Connecting to existing warehouse tables
To sync existing, pre-calculated attributes to Signals, use an ExternalBatchAttributeGroup
attribute group to define which source table to use, and which fields (columns) to use from the table. Using existing warehouse tables doesn't require any additional modeling.

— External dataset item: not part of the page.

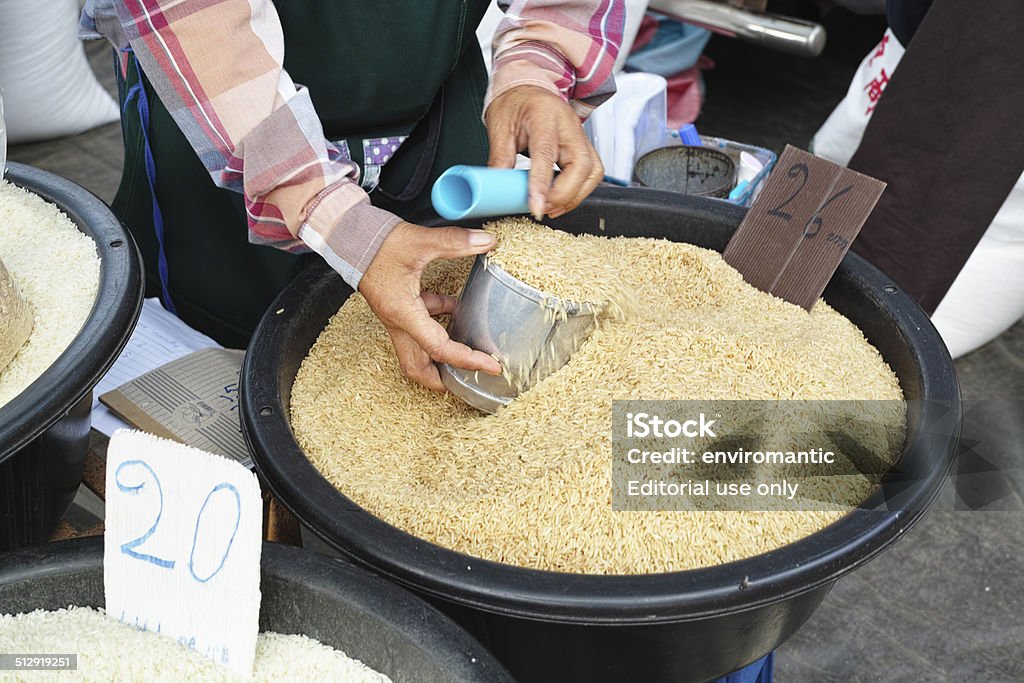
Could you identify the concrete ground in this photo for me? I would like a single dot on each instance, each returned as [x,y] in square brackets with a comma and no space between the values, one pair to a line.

Configure which table to sync by specifying a BatchSource
object for the group.
A BatchSource
isn't required for BatchAttributeGroup
objects, only ExternalBatchAttributeGroup
.
Provide source table details
The BatchSource
defines how to connect to the table of interest in your warehouse. Here's an example:
from snowplow_signals import BatchSource
data_source = BatchSource(
name="ecommerce_transaction_interactions_source",
database="SNOWPLOW_DEV1",
schema="SIGNALS",
table="SNOWPLOW_ECOMMERCE_TRANSACTION_INTERACTIONS_FEATURES",
timestamp_field="UPDATED_AT",
owner="user@company.com",
)
The table below lists all available arguments for a BatchSource
:
Argument | Description | Type | Required? |
---|---|---|---|
name | The name of the source | string | ✅ |
description | A description of the source | string | ❌ |
database | The database where the attributes are stored | string | ✅ |
schema | The schema for the table of interest | string | ✅ |
table | The table where the attributes are stored | string | ✅ |
timestamp_field | Primary timestamp of the attribute value | string | ❌ |
owner | The owner of the source, typically the email of the primary maintainer | string | ❌ |
The sync engine only sends rows with a newer timestamp to the Profiles Store, based on the timestamp_field
. For each attribute key, make sure there is only one row per timestamp — otherwise, one value may be discarded arbitrarily.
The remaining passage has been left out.